Tu peux toujours écrire... o;) Tu fais ça bien o;) Un beau petit cahier... Sinon, pour la mémoire, je ne sais pas trop quoi répondre. La passoire trie parfois de façon aléatoire, gardant des choses sans importance, en laissant passer d'autres... Et puis, la mémoire fonctionne par flashes, je m'en suis rendu compte, alors qu'on pense se souvenir "en continu"... Je me pose aussi souvent ces questions.
Écrit par : Pivoine | dimanche, 10 juin 2018
Sauf que peut-être que sa mère lui a déjà parlé... Laissé des indications... Parfois, les parents font cela...
Ce que toi tu peux lui apporter, c'est tout bonus...
Écrit par : Pivoine | dimanche, 10 juin 2018
dis lui simplement que tu es là pour elle si elle a besoin de parler ou que tu lui racontes des choses sur sa mère ou sur la famille. Laisse la venir.... Il y a un père ?
Écrit par : ang/col | dimanche, 10 juin 2018
Cette question de la présence ou non du père est très intéressante, primordale !
Écrit par : Julie | lundi, 11 juin 2018
Comment lui dire ?
Mais comme tu nous le dis, à nous.
« Maintenant tu sais que la vie est brève, tu as vu qu’elle peut s’arrêter avant que tu n’aies le temps de dire « ouf », alors ma biche, profite de la vie. Ne laisse personne la gâcher, c’est la seule que tu as. Soit gentille mais ne te laisse pas marcher dessus. »

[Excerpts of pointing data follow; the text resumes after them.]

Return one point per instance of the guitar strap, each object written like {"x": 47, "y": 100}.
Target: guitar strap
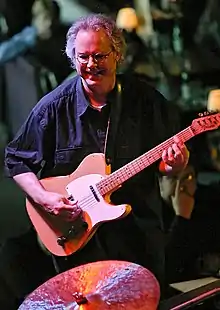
{"x": 113, "y": 122}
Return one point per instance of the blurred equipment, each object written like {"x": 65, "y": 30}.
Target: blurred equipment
{"x": 111, "y": 285}
{"x": 127, "y": 19}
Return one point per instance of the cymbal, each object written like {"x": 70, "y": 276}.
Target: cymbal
{"x": 112, "y": 285}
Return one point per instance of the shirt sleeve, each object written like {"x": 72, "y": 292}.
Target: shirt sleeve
{"x": 27, "y": 151}
{"x": 18, "y": 44}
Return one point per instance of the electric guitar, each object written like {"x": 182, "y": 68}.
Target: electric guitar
{"x": 90, "y": 186}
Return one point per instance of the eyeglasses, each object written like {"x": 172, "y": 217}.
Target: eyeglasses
{"x": 98, "y": 58}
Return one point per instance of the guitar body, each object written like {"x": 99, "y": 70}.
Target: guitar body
{"x": 96, "y": 209}
{"x": 90, "y": 186}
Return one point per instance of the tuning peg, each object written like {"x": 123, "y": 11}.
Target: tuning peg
{"x": 214, "y": 100}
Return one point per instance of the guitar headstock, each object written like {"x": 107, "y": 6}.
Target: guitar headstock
{"x": 207, "y": 121}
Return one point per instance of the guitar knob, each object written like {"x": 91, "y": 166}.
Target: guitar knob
{"x": 85, "y": 225}
{"x": 61, "y": 240}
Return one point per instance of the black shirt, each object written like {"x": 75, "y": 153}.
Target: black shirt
{"x": 59, "y": 133}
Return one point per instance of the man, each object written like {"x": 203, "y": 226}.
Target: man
{"x": 71, "y": 122}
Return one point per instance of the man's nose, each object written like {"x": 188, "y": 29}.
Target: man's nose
{"x": 91, "y": 62}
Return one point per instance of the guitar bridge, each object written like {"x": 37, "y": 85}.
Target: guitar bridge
{"x": 79, "y": 227}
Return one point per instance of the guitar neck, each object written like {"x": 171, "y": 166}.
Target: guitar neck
{"x": 114, "y": 180}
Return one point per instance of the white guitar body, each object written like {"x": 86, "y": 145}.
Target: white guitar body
{"x": 96, "y": 209}
{"x": 90, "y": 186}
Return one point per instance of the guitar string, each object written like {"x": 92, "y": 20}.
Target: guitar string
{"x": 186, "y": 134}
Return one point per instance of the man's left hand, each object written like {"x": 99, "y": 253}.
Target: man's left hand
{"x": 175, "y": 158}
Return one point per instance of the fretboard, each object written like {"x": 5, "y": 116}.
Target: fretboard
{"x": 118, "y": 177}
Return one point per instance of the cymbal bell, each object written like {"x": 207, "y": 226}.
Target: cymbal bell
{"x": 102, "y": 285}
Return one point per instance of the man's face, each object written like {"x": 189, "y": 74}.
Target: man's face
{"x": 95, "y": 60}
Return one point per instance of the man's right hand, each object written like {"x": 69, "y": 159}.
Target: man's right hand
{"x": 58, "y": 205}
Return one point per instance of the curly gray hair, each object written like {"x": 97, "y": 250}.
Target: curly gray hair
{"x": 96, "y": 22}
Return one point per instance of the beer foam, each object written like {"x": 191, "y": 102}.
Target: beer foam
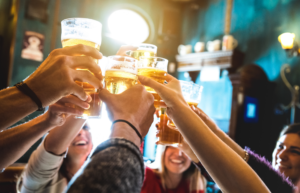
{"x": 124, "y": 66}
{"x": 147, "y": 49}
{"x": 81, "y": 28}
{"x": 74, "y": 36}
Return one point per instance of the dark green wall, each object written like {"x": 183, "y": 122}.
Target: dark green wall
{"x": 256, "y": 24}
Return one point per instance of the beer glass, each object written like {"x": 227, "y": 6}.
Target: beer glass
{"x": 120, "y": 73}
{"x": 195, "y": 96}
{"x": 156, "y": 69}
{"x": 88, "y": 32}
{"x": 167, "y": 133}
{"x": 147, "y": 50}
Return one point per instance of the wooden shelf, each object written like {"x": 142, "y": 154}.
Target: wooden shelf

Moi je trouve qu'une jeune fille est capable d'entendre ça...
¸¸.•*¨*• ☆
Écrit par : celestine | dimanche, 10 juin 2018
Pour l'instant, juste la serrer fort dans les bras et lui dire qu'on partage sa peine. Lui écrire ensuite une jolie lettre avec plein de ces souvenirs que tu sais si bien conter, sur sa mère, sur la famille, pour transmettre.